LBW isn’t just a great source of nostalgia though, it is just short of a work of art. The animation is beautiful despite its simplicity and the score is top notch. I have a tendency to play a lot of 3DS games with the sound turned all the way down. That is simply not an option here. The orchestral soundtrack is one to be enjoyed and stands up to some of the best soundtracks I have ever heard. Trust me parents when I say that you will NOT grow tired of this music as you might think you will. It is just that good.
I may be a sucker for bringing my favorite games into the modern era, but Nintendo made a number of adjustments to LBW to help make it more accessible to a newer audience. They accomplished this by removing most of the rigidity found in other Zelda titles, abandoning the standard dungeon formula that players had grown used to over the last few decades. Instead, players are allowed to tackle dungeons in virtually any order that they choose. This is aided by the ability to rent all of the different items and weapons early on. It results in a brilliant change that encourages experimentation and exploration early on in the experience
Family Gaming Assessment:
The Legend of Zelda: A Link Between Worlds is a sword and sorcery themed adventure along the lines of the Lord of The Rings. As such, players take on the role of Link, a young hero, and use a sword, bow and arrow, bombs, and other weapons to defeat fantasy creatures that range from skeletons to sentient slimes.

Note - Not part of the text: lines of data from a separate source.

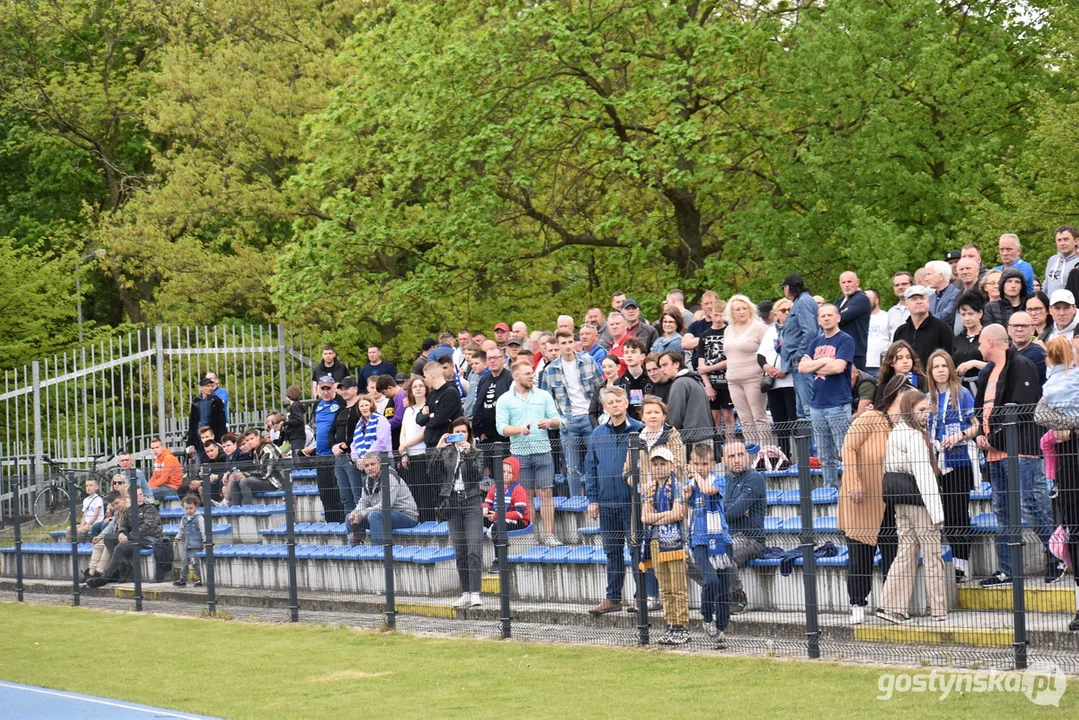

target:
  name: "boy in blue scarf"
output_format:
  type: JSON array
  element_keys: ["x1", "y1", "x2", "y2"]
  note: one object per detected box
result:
[
  {"x1": 641, "y1": 447, "x2": 689, "y2": 646},
  {"x1": 683, "y1": 443, "x2": 732, "y2": 650}
]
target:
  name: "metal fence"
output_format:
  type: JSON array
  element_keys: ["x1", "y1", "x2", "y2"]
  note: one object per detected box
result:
[
  {"x1": 0, "y1": 325, "x2": 313, "y2": 524},
  {"x1": 8, "y1": 415, "x2": 1079, "y2": 673}
]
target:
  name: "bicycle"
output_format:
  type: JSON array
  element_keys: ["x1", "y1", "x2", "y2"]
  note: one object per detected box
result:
[{"x1": 33, "y1": 453, "x2": 107, "y2": 528}]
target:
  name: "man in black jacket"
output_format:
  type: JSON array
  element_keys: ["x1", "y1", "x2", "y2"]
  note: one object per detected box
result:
[
  {"x1": 415, "y1": 363, "x2": 462, "y2": 448},
  {"x1": 188, "y1": 378, "x2": 229, "y2": 454},
  {"x1": 891, "y1": 285, "x2": 955, "y2": 367},
  {"x1": 472, "y1": 348, "x2": 514, "y2": 443},
  {"x1": 974, "y1": 325, "x2": 1064, "y2": 587}
]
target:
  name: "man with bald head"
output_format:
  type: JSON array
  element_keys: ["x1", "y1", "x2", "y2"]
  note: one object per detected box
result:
[
  {"x1": 835, "y1": 270, "x2": 873, "y2": 370},
  {"x1": 974, "y1": 318, "x2": 1064, "y2": 587}
]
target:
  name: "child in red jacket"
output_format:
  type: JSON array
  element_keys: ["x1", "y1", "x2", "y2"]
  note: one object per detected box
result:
[{"x1": 483, "y1": 458, "x2": 532, "y2": 530}]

The conflict in this game is resolves almost purely through combat. But, despite all of that, there is very little to be concerned about. Link’s enemies are very rarely human and they all vanish in puffs of smoke when defeated.
The art style of the game sports a playful and childish aesthetic that helps drive home how harmless the combat is in this title.
This is a very challenging game. Players are asked to explore a large open map to locate dungeons that are essentially puzzle-filled mazes. Link is provided with multiple weapons that double as tools to help solve the various puzzles he encounters. The true challenge comes from balancing all of these tools to solve puzzles while monsters are hunting you down!
There are multiple sources of information available to help solve the various puzzles within the game so they shouldn’t be a deal breaker on their own. But, if your child is easily frustrated or dislikes puzzles and puzzle game play, then this is a hard game to recommend.
This is a must own for just about any 3DS owner.
This was my favorite game of last year (and I’ve not found one yet this year I’ve liked better). It was at once comfortable and surprising, and was fun from first to last. Also a great entry point for young Zelda players, and a great use of 3D.